A
Given a sequence ${a_n}$, select the largest possible subset such that no two selected elements sum to a prime number.
Constraints: $T \leq 4$, $n \leq 750$, $a_i \leq 10^9$.
Identical values can be merged into counts. Note that at most one instance of 1 may be included.
This becomes a bipartite graph problem: odd numbers connect to the source, even numbers to the sink, with capacities equal to their counts. For every pair $(i,j)$ where $a_i + a_j$ is prime, add an infinite-capacity edge from the odd node to the even node. The answer is the total count minus the minimum cut.

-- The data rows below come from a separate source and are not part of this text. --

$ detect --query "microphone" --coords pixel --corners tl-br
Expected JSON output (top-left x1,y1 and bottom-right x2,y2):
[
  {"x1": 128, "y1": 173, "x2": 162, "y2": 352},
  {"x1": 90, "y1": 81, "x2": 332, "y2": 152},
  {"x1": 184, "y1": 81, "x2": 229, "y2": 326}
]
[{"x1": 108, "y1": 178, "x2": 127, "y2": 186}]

Primality testing uses Miller–Rabin with bases $2, 3, 5, 7, 11$, sufficient for numbers up to $2 \times 10^9$. The overall complexity is $O(n^2 \sqrt[4]{V})$ for building the graph plus max-flow computation.
#include <bits/stdc++.h>
using namespace std;
typedef long long ll;
const int N = 755, M = 1200000, INF = 1e9;
int qpow(int a, int b, int mod) {
int res = 1;
while (b) {
if (b & 1) res = (ll)res * a % mod;
a = (ll)a * a % mod;
b >>= 1;
}
return res;
}
bool isPrime(int n) {
if (n == 2) return true;
if (n < 2 || !(n & 1)) return false;
static int test[] = {2, 3, 5, 7, 11};
for (int a : test) {
if (a >= n) break;
if (qpow(a, n - 1, n) != 1) return false;
}
return true;
}
struct Dinic {
struct Edge { int to, cap, rev; };
vector<Edge> g[N];
int level[N], iter[N];
void add(int u, int v, int cap) {
g[u].push_back({v, cap, (int)g[v].size()});
g[v].push_back({u, 0, (int)g[u].size() - 1});
}
void bfs(int s) {
memset(level, -1, sizeof(level));
queue<int> q;
level[s] = 0; q.push(s);
while (!q.empty()) {
int u = q.front(); q.pop();
for (auto &e : g[u])
if (e.cap > 0 && level[e.to] < 0)
level[e.to] = level[u] + 1, q.push(e.to);
}
}
int dfs(int u, int t, int f) {
if (u == t) return f;
for (int &i = iter[u]; i < (int)g[u].size(); ++i) {
Edge &e = g[u][i];
if (e.cap > 0 && level[u] < level[e.to]) {
int d = dfs(e.to, t, min(f, e.cap));
if (d > 0) {
e.cap -= d;
g[e.to][e.rev].cap += d;
return d;
}
}
}
return 0;
}
int maxflow(int s, int t) {
int flow = 0, f;
for (;;) {
bfs(s);
if (level[t] < 0) return flow;
memset(iter, 0, sizeof(iter));
while ((f = dfs(s, t, INF)) > 0) flow += f;
}
}
void clear(int n) {
for (int i = 0; i <= n; ++i) g[i].clear();
}
} G;
int main() {
ios::sync_with_stdio(false);
cin.tie(nullptr);
int T; cin >> T;
while (T--) {
int n; cin >> n;
vector<int> a(n);
for (int &x : a) cin >> x;
sort(a.begin(), a.end());
// Remove extra 1s
int start = 0;
while (start + 1 < n && a[start] == 1 && a[start + 1] == 1) start++;
vector<int> vals(a.begin() + start, a.end());
sort(vals.begin(), vals.end());
vals.erase(unique(vals.begin(), vals.end()), vals.end());
unordered_map<int, int> cnt;
for (int i = start; i < n; ++i) cnt[a[i]]++;
int V = vals.size();
int S = V, T_node = V + 1;
G.clear(T_node + 1);
for (int i = 0; i < V; ++i) {
if (vals[i] & 1)
G.add(S, i, cnt[vals[i]]);
else
G.add(i, T_node, cnt[vals[i]]);
}
for (int i = 0; i < V; ++i)
for (int j = i + 1; j < V; ++j)
if (isPrime(vals[i] + vals[j])) {
if (vals[i] & 1)
G.add(i, j, INF);
else
G.add(j, i, INF);
}
int total = n - start;
cout << total - G.maxflow(S, T_node) << '\n';
}
return 0;
}
B
On an $n \times m$ grid with bombs (k) and crystals (b), triggering a bomb detonates either its entire row or column, which may chain-react other bombs. Determine the maximum number of crystals that can be destroyed.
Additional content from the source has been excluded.